The correct parsing of NHGIS fixed-width files is
driven by the column parsing information contained in the .do file
provided in the .zip archive. This contains information not only about
column positions and data types, but also implicit decimals in the data.

If you no longer have access to the .do file, it is best to
resubmit and/or re-download the extract (you may also consider
converting to .csv format in the process). If you have moved the .do
file, provide its file path to the `do_file` argument to use its column
parsing information.

Note that unlike `read_ipums_micro()`, fixed-width files for NHGIS are
still handled by providing the path to the *data file*, not the
*metadata file* (i.e. you cannot provide an `ipums_ddi` object to the
`data_file` argument of `read_nhgis()`). This is for syntactical
consistency with the loading of NHGIS .csv files.

## Reading spatial data

IPUMS distributes spatial data for several projects.

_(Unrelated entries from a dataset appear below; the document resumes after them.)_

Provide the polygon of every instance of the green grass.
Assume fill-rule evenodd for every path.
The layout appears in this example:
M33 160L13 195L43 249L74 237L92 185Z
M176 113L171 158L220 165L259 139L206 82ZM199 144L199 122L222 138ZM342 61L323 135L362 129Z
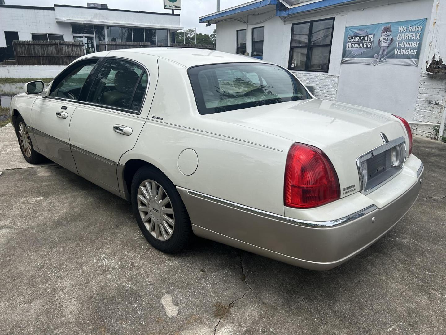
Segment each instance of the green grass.
M44 83L49 83L53 80L50 78L0 78L0 84L17 84L28 83L33 80L42 80Z
M0 117L3 116L7 116L8 117L6 120L4 120L3 121L0 121L0 128L1 128L4 126L7 125L10 122L11 120L9 119L9 109L8 107L0 107ZM0 117L1 119L3 119L3 117Z

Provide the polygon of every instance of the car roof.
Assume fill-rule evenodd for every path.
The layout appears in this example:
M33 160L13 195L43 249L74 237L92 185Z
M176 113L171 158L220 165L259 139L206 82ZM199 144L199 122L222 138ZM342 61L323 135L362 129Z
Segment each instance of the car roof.
M90 54L89 56L113 56L119 53L122 57L122 52L128 53L128 58L132 59L133 53L145 54L164 58L180 64L186 67L196 65L218 63L255 62L264 63L260 59L241 54L229 54L227 52L216 51L204 49L193 48L151 47L138 49L125 49L111 50L108 52Z

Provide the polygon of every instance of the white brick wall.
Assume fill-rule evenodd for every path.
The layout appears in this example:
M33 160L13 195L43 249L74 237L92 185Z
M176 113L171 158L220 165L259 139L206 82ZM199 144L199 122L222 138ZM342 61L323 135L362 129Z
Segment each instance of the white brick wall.
M73 40L71 25L56 22L54 10L2 8L0 46L6 46L4 31L18 32L20 40L30 40L32 33L38 33L63 34L66 41Z
M422 74L420 78L413 112L414 122L439 123L442 109L446 104L446 78L444 75ZM432 126L413 125L414 134L434 138Z
M313 94L317 98L327 100L335 100L338 91L337 75L327 73L292 71L305 85L313 86Z

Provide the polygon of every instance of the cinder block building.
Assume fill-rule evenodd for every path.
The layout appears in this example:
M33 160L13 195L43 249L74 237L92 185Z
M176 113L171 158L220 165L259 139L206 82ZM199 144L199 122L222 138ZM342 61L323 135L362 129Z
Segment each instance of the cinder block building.
M216 50L278 64L317 97L446 135L446 0L255 0L202 17Z
M80 41L85 53L99 51L100 41L145 42L169 46L180 14L114 9L107 5L53 7L0 4L0 47L13 59L14 40ZM160 6L161 8L161 6Z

-   For microdata projects, spatial data are distributed in shapefiles
    on dedicated geography pages separate from the standard extract
    system. Look for a **Geography and GIS** link in the **Supplemental
    Data** section of the project's website to find spatial data files
    and information.
-   For NHGIS, spatial data can be obtained within the extract system.
    Shapefiles will be distributed in their own .zip archive alongside
    the .zip archive containing the extract's tabular data (if any
    tabular data are requested).

Use `read_ipums_sf()` to load spatial data from any of these sources as an
`sf` object from `{sf}`.

`read_ipums_sf()` also supports the loading of spatial files within .zip
archives and the `file_select` syntax for file selection when multiple internal
files are present.

```{r, eval = requireNamespace("sf")}
nhgis_shp_file <- ipums_example("nhgis0972_shape_small.zip")

shp_data <- read_ipums_sf(nhgis_shp_file)

head(shp_data)
```

These data can then be joined to associated tabular data. To preserve
IPUMS attributes from the tabular data used in the join, use
an `ipums_shape_*_join()` function:

```{r, eval = requireNamespace("sf")}
joined_data <- ipums_shape_left_join(
  nhgis_data,
  shp_data,
  by = "GISJOIN"
)

attributes(joined_data$MSA_CMSAA)
```

For NHGIS data, the join code typically corresponds to the `GISJOIN`
variable. However, for microdata projects, the variable name used for a
geographic level in the tabular data may differ from that in the spatial
data. Consult the documentation and metadata for these files to identify
the correct join columns and use the `by` argument to join on these
columns.

Once joined, data include both statistical and spatial information along
with the variable metadata.

### Harmonized vs. non-harmonized data

Longitudinal analysis of geographic data is complicated by the fact that
geographic boundaries shift over time. IPUMS therefore provides multiple
types of spatial data:

-   Harmonized (also called "integrated" or "consistent") files have
    been made consistent over time by combining geographies that share
    area for different time periods.
-   Non-harmonized, or year-specific, files represent geographies at a
    specific point in time.

Furthermore, some NHGIS time series tables have been standardized such
that the statistics have been adjusted to apply to a year-specific
geographical boundary.

When using spatial data, it is important to consult the project-specific
documentation to ensure you are using the most appropriate boundaries
for your research question and the data included in your analysis. As
always, documentation for the IPUMS project you're working with should
explain the different options available.